Accordo in vista: sarà il 27 settembre?
Con numerosi nodi da sciogliere, ma con l’idea di sigillare definitivamente un accordo, probabilmente il 27 settembre. Un tavolo di trattativa che pone al centro uno stanziamento, previsto per il 2017, di oltre un miliardo di euro per il pacchetto pensioni, che però si scontra con quanto richiesto in più riprese dalle sigle sindacali.
Ma cosa contiene quest’ingente somma messa in campo dal governo?
Secondo quanto emerso dagli incontri, le risorse stanziate per coprire l’Anticipo del prestito pensionistico (Ape, ossia quel marchingegno che dovrebbe consentire il pensionamento anticipato attraverso l’erogazione di un prestito rimborsabile tramite il circuito bancario, sotto la regia dell’Inps) saranno pari a circa 500 milioni.
Per il rafforzamento della quattordicesima si spenderanno in più circa 600 milioni, mentre altri 250 milioni saranno destinati all’ampliamento della “no tax area”.
Una somma quantificata in 100 milioni è poi prevista per rendere le ricongiunzioni tra diversi periodi assicurativi non onerose, mentre altri 100 milioni si rendono necessari per allargare le maglie delle attività usuranti, dato che i vantaggi sull’uscita anticipata rispetto all’età di vecchiaia possano riguardare anche categorie come gli operai edili, le maestre d’asilo e gli infermieri.
Ma soffermiamoci sui punti che maggiormente dividono le controparti.
Primo scoglio è rappresentato dall’Ape, previsto per due anni, che può essere chiesto dal 2017 a partire dai 63 anni di età, ossia 3 anni e sette mesi prima del raggiungimento della pensione di vecchiaia.
Questa flessibilità in uscita risulta molto conveniente per le categorie disagiate (che comprendono i disoccupati, i precoci e i lavoratori impegnati in attività usuranti) e per chi ha un assegno mensile di 1.500 euro lordi al mese, mentre potrebbe risultare dispendiosa, fino al 25 per cento dell’importo della pensione secondo alcune stime, per coloro che volontariamente decidono di lasciare il lavoro.
Altro fronte riguarda i precoci: quanto allo studio, esso è rivolto a coloro che hanno iniziato la carriera lavorativa prima dei 18 anni.
Con la discussione incentrata sulla definizione “anagrafica” di precoci: o i lavoratori che hanno effettuato 12 mesi di lavoro prima dei 18 anni di età o coloro che hanno iniziato a lavorare almeno 24 mesi prima della maggiore età.

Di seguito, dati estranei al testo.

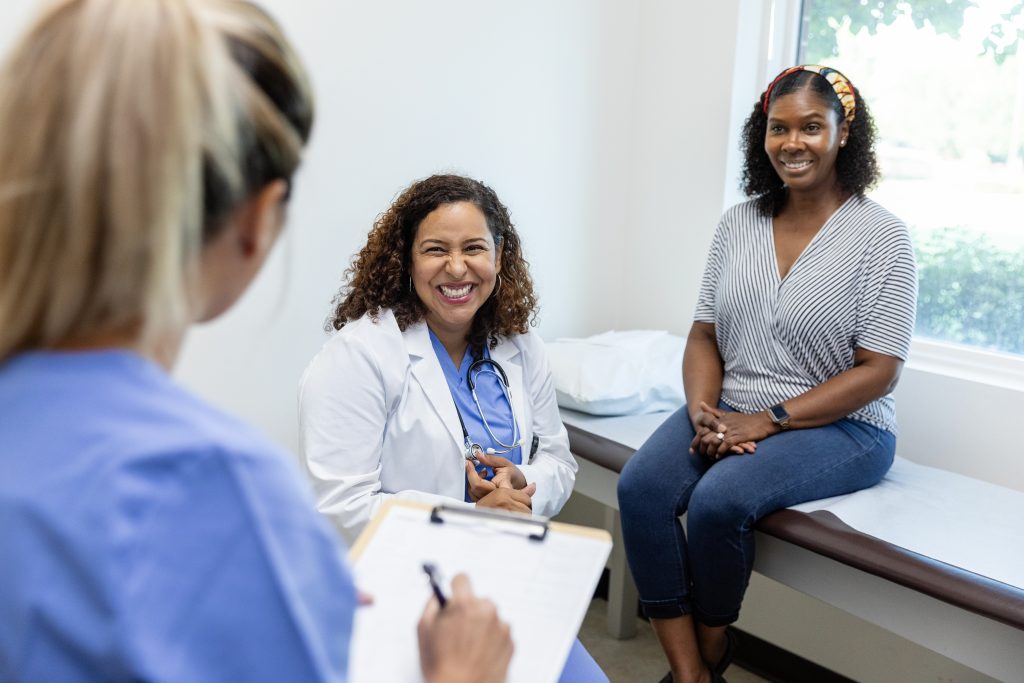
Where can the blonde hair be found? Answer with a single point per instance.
(129, 130)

Da verificare, poi, se fissare l’asticella per l’uscita in anticipo per questa categoria a 41 anni di contributi o a 41 anni e 10 mesi.
In questa giungla di cifre e date sembra perdersi, tuttavia, un aspetto rilevante, oscurato dalle fronde della sostenibilità finanziaria, ossia l’equità.
E proprio su questo tema il presidente dell’Inps, Tito Boeri, in un’intervista si è scagliato contro i vitalizi (in particolare dei politici) che risultano ingiustificati alla luce dei limitati contributi versati.
«Non è il caso – si chiede Boeri – di chiedere, ai detentori di assegni privilegiati, un contributo che possa alleggerire i conti previdenziali?» Un’operazione, questa, che «permetterebbe – aggiunge – di fare qualche operazione di redistribuzione, per esempio andando ad aiutare quelle persone che si trovano in quella fascia di età prima della pensione e che sono in condizione di povertà».